M. Gurnah n’était que le sixième lauréat du prix Nobel de littérature né en Afrique, et le prix a longtemps été critiqué pour être trop axé sur les écrivains européens et nord-américains. Il est également dominé par les hommes, avec seulement 16 femmes parmi ses 118 lauréats.

La liste des gagnants possibles comprend des géants de la littérature du monde entier : l’écrivain kenyan Ngugi Wa Thiong’o, le Japonais Haruki Murakami, le Norvégien Jon Fosse, Jamaica Kincaid, originaire d’Antigua, et la Française Annie Ernaux.

Un des candidats est sans contredit Salman Rushdie, l’écrivain né en Inde et défenseur de la liberté d’expression qui a passé des années dans la clandestinité après que les dirigeants cléricaux iraniens eurent appelé à sa mort pour son roman de 1988 «Les versets sataniques».

M. Rushdie, âgé de 75 ans, a été poignardé et grièvement blessé lors d’un festival dans l’État de New York le 12 août.

Les prix décernés à M. Gurnah en 2021 et à la poétesse américaine Louise Glück en 2020 ont aidé le prix de littérature à sortir d’années de controverse et de scandale.

En 2018, la remise de prix a été reportée après que des allégations d’agressions sexuelles eurent secoué l’Académie suédoise, qui nomme le comité de littérature Nobel, et a déclenché un exode de membres.
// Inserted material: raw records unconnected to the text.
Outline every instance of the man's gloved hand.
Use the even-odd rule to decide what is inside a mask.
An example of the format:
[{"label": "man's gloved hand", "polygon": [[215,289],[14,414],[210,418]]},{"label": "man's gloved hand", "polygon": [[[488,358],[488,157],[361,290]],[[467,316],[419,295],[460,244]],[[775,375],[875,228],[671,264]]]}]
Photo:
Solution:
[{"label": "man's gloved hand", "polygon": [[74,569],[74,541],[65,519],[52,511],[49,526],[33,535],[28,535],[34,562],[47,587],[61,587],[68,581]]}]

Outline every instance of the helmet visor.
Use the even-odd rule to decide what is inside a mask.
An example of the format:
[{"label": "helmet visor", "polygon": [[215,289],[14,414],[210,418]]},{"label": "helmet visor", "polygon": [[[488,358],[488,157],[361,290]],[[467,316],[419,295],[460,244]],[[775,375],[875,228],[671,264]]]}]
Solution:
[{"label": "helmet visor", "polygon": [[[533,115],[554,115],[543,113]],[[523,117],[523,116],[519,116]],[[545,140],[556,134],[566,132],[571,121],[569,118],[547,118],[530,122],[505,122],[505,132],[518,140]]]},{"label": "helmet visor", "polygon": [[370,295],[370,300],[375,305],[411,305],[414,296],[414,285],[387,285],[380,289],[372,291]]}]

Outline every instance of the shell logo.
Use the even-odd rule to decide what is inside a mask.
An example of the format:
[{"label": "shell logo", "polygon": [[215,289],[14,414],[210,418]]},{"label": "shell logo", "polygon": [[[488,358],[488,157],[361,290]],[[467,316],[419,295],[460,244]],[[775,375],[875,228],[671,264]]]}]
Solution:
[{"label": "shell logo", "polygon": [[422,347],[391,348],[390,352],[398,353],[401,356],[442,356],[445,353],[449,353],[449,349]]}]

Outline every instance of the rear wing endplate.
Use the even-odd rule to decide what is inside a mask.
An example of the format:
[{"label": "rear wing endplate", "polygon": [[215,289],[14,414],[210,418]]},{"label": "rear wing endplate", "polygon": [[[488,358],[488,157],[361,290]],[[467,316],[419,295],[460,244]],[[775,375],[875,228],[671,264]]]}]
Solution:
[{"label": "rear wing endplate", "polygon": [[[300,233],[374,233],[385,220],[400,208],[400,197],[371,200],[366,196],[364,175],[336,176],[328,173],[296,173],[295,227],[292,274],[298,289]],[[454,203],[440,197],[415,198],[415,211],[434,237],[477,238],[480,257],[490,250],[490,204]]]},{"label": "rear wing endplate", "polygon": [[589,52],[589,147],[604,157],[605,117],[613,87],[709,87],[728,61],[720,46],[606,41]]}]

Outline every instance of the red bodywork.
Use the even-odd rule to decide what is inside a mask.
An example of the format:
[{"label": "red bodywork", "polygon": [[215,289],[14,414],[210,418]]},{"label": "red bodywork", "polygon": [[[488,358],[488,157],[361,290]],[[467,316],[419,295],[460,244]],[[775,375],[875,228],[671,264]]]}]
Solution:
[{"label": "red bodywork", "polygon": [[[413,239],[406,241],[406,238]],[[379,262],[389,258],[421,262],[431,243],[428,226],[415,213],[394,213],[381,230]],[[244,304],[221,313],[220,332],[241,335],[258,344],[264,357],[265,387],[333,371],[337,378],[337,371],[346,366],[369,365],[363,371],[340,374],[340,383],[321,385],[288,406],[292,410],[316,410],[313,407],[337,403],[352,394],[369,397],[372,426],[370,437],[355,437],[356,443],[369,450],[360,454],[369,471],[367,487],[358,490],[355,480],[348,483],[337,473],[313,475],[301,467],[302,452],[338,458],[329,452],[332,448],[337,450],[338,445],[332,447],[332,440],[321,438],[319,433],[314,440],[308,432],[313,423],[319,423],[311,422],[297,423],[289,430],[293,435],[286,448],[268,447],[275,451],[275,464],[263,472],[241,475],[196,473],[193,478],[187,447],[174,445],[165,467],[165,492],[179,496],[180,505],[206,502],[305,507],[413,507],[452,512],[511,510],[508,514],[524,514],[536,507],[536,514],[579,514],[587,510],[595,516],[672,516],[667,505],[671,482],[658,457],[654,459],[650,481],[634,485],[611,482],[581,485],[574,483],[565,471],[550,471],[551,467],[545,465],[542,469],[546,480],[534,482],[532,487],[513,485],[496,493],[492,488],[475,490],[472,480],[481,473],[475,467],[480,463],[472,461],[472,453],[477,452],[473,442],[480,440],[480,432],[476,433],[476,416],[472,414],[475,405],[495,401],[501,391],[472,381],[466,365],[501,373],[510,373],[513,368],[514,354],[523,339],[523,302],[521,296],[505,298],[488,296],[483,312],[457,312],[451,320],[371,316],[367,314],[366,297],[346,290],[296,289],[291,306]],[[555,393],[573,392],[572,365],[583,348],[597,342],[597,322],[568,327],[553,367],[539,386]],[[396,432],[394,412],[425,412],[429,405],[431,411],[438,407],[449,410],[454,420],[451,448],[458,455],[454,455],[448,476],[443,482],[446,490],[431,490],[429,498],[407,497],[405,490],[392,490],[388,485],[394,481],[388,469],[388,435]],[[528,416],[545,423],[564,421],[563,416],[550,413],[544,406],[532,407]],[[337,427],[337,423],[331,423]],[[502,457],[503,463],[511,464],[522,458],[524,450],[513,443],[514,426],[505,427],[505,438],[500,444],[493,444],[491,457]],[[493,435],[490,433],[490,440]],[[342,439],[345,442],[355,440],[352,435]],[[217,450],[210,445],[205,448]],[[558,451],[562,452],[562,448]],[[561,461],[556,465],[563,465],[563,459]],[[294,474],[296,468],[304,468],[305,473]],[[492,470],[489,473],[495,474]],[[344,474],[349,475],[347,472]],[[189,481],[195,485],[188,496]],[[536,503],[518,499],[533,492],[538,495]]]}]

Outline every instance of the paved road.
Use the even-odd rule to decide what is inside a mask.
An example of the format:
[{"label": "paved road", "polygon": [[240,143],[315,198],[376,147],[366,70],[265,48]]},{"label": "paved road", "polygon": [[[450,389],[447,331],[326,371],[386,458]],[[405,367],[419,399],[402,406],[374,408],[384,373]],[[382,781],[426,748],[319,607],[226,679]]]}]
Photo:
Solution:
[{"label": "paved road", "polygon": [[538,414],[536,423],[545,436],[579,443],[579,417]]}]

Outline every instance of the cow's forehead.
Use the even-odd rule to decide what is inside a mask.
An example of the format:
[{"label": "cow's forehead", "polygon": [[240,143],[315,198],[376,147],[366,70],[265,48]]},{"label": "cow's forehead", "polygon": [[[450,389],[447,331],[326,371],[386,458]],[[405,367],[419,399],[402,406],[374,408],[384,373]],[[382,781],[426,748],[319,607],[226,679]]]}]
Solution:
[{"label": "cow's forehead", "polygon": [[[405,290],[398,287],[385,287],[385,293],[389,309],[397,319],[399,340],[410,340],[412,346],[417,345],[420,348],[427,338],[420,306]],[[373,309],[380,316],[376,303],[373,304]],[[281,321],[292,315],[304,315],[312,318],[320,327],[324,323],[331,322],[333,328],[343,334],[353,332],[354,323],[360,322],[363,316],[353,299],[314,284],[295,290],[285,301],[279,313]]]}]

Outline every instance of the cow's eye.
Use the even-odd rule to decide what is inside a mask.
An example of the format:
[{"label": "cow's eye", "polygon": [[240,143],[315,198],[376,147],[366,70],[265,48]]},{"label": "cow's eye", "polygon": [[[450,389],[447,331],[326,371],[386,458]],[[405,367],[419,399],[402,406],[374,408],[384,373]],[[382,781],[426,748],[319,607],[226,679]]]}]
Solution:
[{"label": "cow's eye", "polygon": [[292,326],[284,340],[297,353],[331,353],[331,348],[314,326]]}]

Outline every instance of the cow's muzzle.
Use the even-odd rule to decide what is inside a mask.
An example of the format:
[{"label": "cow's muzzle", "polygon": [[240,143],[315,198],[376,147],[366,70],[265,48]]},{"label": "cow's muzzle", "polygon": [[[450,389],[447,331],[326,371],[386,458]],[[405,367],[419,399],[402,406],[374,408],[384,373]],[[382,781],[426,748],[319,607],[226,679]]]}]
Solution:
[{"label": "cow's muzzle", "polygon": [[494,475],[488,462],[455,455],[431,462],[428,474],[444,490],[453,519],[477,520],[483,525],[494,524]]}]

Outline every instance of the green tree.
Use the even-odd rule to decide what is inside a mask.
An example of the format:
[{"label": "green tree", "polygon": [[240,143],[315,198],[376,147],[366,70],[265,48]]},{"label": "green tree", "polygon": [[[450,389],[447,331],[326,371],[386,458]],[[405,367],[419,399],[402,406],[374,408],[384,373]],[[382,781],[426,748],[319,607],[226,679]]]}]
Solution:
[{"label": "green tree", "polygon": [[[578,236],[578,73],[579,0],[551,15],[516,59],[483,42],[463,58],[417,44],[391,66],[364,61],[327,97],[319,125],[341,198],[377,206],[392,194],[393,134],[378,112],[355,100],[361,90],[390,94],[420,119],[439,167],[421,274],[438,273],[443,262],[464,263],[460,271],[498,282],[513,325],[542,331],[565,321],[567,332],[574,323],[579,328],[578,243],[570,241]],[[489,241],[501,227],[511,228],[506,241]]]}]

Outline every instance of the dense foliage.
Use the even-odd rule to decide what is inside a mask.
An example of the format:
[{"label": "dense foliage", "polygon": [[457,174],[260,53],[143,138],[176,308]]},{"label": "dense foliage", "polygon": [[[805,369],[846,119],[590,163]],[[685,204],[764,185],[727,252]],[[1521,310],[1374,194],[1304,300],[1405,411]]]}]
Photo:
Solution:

L’académie s’est réorganisée, mais a fait l’objet de plus de critiques pour avoir décerné le prix de littérature 2019 à l’Autrichien Peter Handke, qui a été qualifié d’apologiste des crimes de guerre serbes.

Certains scientifiques espèrent que le prix de physiologie ou de médecine honorera des collègues qui ont joué un rôle déterminant dans le développement de la technologie de l’ARNm, qui a été utilisée dans les vaccins contre la COVID-19 et qui a permis de sauver des millions de vies.

Les annonces du prix Nobel de cette année commencent lundi avec le prix de physiologie ou de médecine, suivi de physique mardi, de chimie mercredi et de littérature jeudi. Le prix Nobel de la paix 2022 sera annoncé le 7 octobre et le prix d’économie le 10 octobre.

Les prix comportent une récompense en espèces de 10 millions de couronnes suédoises (1,2 millions $CAN) et seront remis le 10 décembre.